I put the kettle on to boil and pulled out the bags of oolong, which he preferred. As my hands moved, I tried to figure out exactly what I wanted to tell Stephen. My chronically unhelpful brain was coming up blank. So I went with the “let it all just tumble out of your mouth” method.

“I didn’t tell you about coming here to meet relatives because I didn’t want you to have one more thing to hold against my family. I could almost hear you in my head. ‘Here we go, another dramatic debacle, courtesy of the McGavocks.’ You say those things so often I don’t think you even realize you’re doing it.”

“But even you make jokes at your family’s expense,” he protested.

“Yes, but I’m not serious when I do it,” I said, trying to think of a way to explain the principle of “it’s OK when I pick on my family, but no one else should try” to someone whose parents used an intercom to communicate dinner plans. “You know there are large portions of my life that I hold back from you—hell, I hold them back from myself—because I am afraid that you can’t handle them. And it’s not fair to either of us. I’ve only given you a partial, watered-down version of myself, and you shouldn’t want that. I want better than that for you, better than a half-relationship with a half-person. I just don’t think what we have works anymore.”

“Wait, I thought you were just angry on the phone. Are you really breaking it off with me?”

“I’m sorry, Stephen,” I said, rethinking the wisdom of handing him a cup of boiling-hot tea.

“Haven’t you wondered why I haven’t introduced you to my parents?” he sputtered. “I kept waiting for the weird shit I had to put up with to bottom out. I wanted to know how bad it could get. But it just kept getting worse! You want to know why I wanted to move with you to Dublin? Because I wanted to know whether you were someone I could consider proposing to. But you just kept putting me off! It doesn’t have to be this way,” he insisted. “If you could just draw some boundaries with that band of loonies, then—”
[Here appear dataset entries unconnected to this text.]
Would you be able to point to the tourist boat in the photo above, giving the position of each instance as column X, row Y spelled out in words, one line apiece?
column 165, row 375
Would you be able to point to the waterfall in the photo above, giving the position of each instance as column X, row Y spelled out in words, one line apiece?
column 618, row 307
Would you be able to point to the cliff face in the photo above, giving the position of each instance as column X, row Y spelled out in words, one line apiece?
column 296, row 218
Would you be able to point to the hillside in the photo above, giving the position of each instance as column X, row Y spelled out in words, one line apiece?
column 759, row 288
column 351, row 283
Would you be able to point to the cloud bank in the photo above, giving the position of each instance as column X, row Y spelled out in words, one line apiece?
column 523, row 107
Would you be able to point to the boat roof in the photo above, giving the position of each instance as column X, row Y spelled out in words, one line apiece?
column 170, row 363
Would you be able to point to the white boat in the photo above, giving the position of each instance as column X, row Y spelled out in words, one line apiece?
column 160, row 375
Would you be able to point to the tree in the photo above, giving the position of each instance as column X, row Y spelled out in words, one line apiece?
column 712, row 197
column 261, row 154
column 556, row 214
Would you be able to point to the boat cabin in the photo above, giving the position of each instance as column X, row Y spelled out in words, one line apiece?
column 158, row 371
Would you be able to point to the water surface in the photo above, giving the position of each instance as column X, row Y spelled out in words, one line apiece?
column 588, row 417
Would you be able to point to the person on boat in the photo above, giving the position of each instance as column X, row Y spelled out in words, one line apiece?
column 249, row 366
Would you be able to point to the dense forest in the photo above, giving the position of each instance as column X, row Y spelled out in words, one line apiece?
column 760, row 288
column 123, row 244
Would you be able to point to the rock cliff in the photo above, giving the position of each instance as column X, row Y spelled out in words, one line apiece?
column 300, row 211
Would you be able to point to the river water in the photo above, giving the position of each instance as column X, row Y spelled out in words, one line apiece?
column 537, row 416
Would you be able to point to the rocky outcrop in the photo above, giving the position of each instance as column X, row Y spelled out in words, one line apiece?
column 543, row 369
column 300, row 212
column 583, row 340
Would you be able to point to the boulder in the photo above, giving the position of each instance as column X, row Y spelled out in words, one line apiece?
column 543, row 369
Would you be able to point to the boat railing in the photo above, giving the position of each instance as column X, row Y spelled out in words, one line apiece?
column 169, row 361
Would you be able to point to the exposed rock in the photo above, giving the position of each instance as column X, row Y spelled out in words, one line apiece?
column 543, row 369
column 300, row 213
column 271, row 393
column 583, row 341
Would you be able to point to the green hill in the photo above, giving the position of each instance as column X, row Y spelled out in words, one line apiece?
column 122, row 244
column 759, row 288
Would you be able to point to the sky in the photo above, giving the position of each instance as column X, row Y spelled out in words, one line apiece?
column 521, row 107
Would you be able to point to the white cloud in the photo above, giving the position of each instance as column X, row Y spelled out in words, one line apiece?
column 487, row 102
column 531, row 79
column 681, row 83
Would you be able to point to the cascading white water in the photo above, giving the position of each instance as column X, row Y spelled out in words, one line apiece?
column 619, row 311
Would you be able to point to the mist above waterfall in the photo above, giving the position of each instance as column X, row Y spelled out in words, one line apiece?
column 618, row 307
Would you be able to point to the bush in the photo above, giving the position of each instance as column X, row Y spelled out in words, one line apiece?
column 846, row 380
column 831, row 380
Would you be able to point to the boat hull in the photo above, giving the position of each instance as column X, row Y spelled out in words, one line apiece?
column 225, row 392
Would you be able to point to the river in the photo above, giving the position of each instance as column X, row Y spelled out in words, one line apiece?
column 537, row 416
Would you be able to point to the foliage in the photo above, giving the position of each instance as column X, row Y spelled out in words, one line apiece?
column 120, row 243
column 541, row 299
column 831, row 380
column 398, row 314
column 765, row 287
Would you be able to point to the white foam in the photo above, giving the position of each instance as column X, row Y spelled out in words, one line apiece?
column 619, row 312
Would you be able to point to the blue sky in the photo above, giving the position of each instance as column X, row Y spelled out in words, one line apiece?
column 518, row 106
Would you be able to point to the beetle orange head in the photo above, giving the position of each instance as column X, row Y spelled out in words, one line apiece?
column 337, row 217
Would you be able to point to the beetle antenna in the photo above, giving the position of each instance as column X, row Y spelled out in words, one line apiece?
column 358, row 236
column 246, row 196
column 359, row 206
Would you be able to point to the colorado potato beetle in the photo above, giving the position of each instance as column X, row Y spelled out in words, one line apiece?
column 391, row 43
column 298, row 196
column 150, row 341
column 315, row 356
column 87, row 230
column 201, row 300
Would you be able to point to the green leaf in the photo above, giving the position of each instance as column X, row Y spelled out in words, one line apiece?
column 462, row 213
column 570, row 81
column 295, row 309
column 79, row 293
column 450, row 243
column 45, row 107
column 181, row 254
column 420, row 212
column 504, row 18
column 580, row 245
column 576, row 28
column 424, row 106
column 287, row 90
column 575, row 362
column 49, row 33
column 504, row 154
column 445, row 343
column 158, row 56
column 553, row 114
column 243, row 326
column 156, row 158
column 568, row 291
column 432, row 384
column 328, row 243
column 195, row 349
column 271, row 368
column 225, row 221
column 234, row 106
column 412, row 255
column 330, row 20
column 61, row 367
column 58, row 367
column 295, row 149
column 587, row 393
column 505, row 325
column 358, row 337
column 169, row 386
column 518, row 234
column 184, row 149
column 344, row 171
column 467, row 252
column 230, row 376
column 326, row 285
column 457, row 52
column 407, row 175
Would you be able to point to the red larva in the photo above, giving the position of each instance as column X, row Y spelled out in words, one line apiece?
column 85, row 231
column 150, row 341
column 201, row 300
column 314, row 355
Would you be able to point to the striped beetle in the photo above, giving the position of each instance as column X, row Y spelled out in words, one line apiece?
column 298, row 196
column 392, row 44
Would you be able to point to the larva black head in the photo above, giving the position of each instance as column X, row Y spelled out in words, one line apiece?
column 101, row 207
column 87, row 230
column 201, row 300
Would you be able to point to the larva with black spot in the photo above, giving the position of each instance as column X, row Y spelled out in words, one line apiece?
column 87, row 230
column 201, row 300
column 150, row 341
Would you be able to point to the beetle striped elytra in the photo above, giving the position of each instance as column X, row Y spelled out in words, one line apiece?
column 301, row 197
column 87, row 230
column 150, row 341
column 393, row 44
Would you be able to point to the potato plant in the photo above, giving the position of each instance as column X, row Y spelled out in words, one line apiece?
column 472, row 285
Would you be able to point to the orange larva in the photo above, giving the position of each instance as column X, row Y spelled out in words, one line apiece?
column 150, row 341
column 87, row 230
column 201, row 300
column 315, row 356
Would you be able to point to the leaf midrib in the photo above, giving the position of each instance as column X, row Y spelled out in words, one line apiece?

“Do you realize you’re actively making my point for me?” I asked.

“All right, all right,” he said. “I’m sorry, darling, I’m just upset. I don’t want to lose you. I will learn to watch my tongue, but you have to make some changes, too. We can make this work. Don’t you see how easily we could fit into each other’s lives?”

“Maybe it’s not about fitting into each other’s lives but making one life together. I shouldn’t have to feel like I should hide things from you. I can’t keep compartmentalizing and tucking away the bits of my life I’m afraid will upset you.”

“But I came all this way to see you.”

“I didn’t ask you to. And I’m sorry. I didn’t mean to hurt you.”

And round and round we went, until I lost track of the time and our tea grew cold. We hashed through every angle of our relationship, my inability to separate from the family, his unwillingness to take my job seriously or meet my family halfway. Stephen got more and more upset as the conversation went along and I didn’t budge on splitting.

“I refuse to accept this,” he spat. “We love each other. If we’re not going to be together, it won’t be caused by something so silly. Lots of people don’t get along with their in-laws.”

I nodded to his cold tea. “Would you like me to warm that up for you?”

“Why do you keep worrying about tea at a time like this?” he asked, exasperated.